I have begun to see the simple and yet extreme danger and idolatry of speculative theology and philosophy. This goes, of course, for every other discipline out there. Speculating fails to engage, inform, and shape ones actual life style. It may form an intellectual worldview but an intellectual worldview that fails to have a practical component is no worldview at all. Didn't Jesus regularly criticize those who were separatists, professional thinkers, "scholars" of the traditions for their failure to actually let their worldview seep into their world-activity? 

But when I look at theologians like Bonhoeffer, Dorthy Day, Father Damien, Mother Theresa, MLK Jr., Oscar Romero, and most recently Pope Francis, I see individuals who hold lucid and consistent theologies but ones that trickle through their hands and into the lives of others. I see individuals for whom speculative theology isn't a reality. There is no sitting around and "thinking about how to fix the world" (my own family's favorite past time activity!) without actually doing anything about it! For Bonhoeffer, it was the very reason he didn't pursue a long term academic post but, instead, chose to live in community with his people and stand in opposition to the Nazis to his death. For Damien, his theology called him to live with the lepers in Hawaii. For MLK Jr., his theology taught him that only light can cast out darkness. For Francis, his theology has taught him to forgo the luxuries of Vatican royalty and live in the standard apartments behind the Vatican, to prefer the poor over the political establishment, and to call for change in systems and not just issues. This is theology that is not speculative but actionable! 

And the power of this is in the fact that theology goes beyond mere humanism and actually ascribes people with intrinsic-divine worth. If we look to our very own Declaration of Independence, the difference between "All men are created equal" and "All men are equal" is ten miles wide: one is informed by assumptions of inherency, purpose, and divine ascription and the other holds to a simple philosophy based on human progress, which, of course, rests on changing tides.
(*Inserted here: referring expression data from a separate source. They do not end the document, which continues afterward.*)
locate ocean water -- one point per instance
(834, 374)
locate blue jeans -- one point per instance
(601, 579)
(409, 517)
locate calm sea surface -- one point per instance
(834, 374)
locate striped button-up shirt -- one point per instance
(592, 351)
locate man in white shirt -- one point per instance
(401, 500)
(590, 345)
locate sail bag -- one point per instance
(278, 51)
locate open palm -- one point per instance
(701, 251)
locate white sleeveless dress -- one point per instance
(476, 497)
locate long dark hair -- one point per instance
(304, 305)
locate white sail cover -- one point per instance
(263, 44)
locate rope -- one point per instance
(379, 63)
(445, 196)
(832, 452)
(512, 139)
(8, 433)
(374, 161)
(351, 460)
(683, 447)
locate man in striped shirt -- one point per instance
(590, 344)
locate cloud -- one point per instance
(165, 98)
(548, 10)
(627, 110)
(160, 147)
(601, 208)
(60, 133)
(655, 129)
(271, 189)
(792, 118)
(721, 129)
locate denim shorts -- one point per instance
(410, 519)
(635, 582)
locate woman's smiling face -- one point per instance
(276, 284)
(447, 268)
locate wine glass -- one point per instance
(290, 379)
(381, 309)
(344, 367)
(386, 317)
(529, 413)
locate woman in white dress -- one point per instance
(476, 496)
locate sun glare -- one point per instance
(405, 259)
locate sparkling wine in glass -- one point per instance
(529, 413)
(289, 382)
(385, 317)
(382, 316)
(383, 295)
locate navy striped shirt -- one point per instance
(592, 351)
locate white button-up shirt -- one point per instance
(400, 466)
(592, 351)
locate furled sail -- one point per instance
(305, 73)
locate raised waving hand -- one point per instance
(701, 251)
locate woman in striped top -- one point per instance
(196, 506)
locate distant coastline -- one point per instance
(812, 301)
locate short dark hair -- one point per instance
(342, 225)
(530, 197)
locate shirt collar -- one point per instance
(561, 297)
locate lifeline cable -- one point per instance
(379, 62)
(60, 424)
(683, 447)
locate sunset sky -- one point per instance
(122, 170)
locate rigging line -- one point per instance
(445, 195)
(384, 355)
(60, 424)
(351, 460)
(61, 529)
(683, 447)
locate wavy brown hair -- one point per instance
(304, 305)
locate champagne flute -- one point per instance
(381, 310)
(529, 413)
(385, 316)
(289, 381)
Theology can not just motivate one into action but it can be the very foundation upon which radical change is made and this, of course, is why the vast number of social movements for justice throughout history have always had some element of transcendence and theology attached to them. 

Theology must speak of "sin" and "evil" and not just injustice because "sin" and "evil" are terms that are vertical and not simply horizontal. Theology must speak of "redemption" and "forgiveness" and not just "justice" and "human rights" because the former always has an aim to the whole community and not just one group. This is why, time and again, despite our Enlightenment efforts to "legislate" and "economize" our way out of problems, we return to speaking of the inner heart of man and the change that needs to happen in our hearts and not just our policies. Theology gets at something that mere human rights doesn't: it gets at the heart. 

BUT, theology must dictate the very worldviews and world-activity of those that claim it in order to really be theology at all. The task of theology is not simply to "understand" God but to "know" him and there is no knowing him outside of participating with him in the incarnation. Jesus was, yes, a teacher but he was not a teacher without action. He lived, like Damien, Bonhoeffer, and Theresa, with those he spoke of in his theology. He ate, laughed, and slept alongside those that he knew needed justice and, equally, with those who enacted injustice. Jesus did not have time for speculation for speculation's sake but only for the sake of accomplishing change. And neither should we. Geberhart, in referring to Luther, calls this a "theology of the cross" and notes that it "does not separate proclamation of the gospel from the prophetic and active role of working to end injustice..." (25). How much of our current theology needs to change from speculative theology to theology of the cross? In my estimation, quite a bit!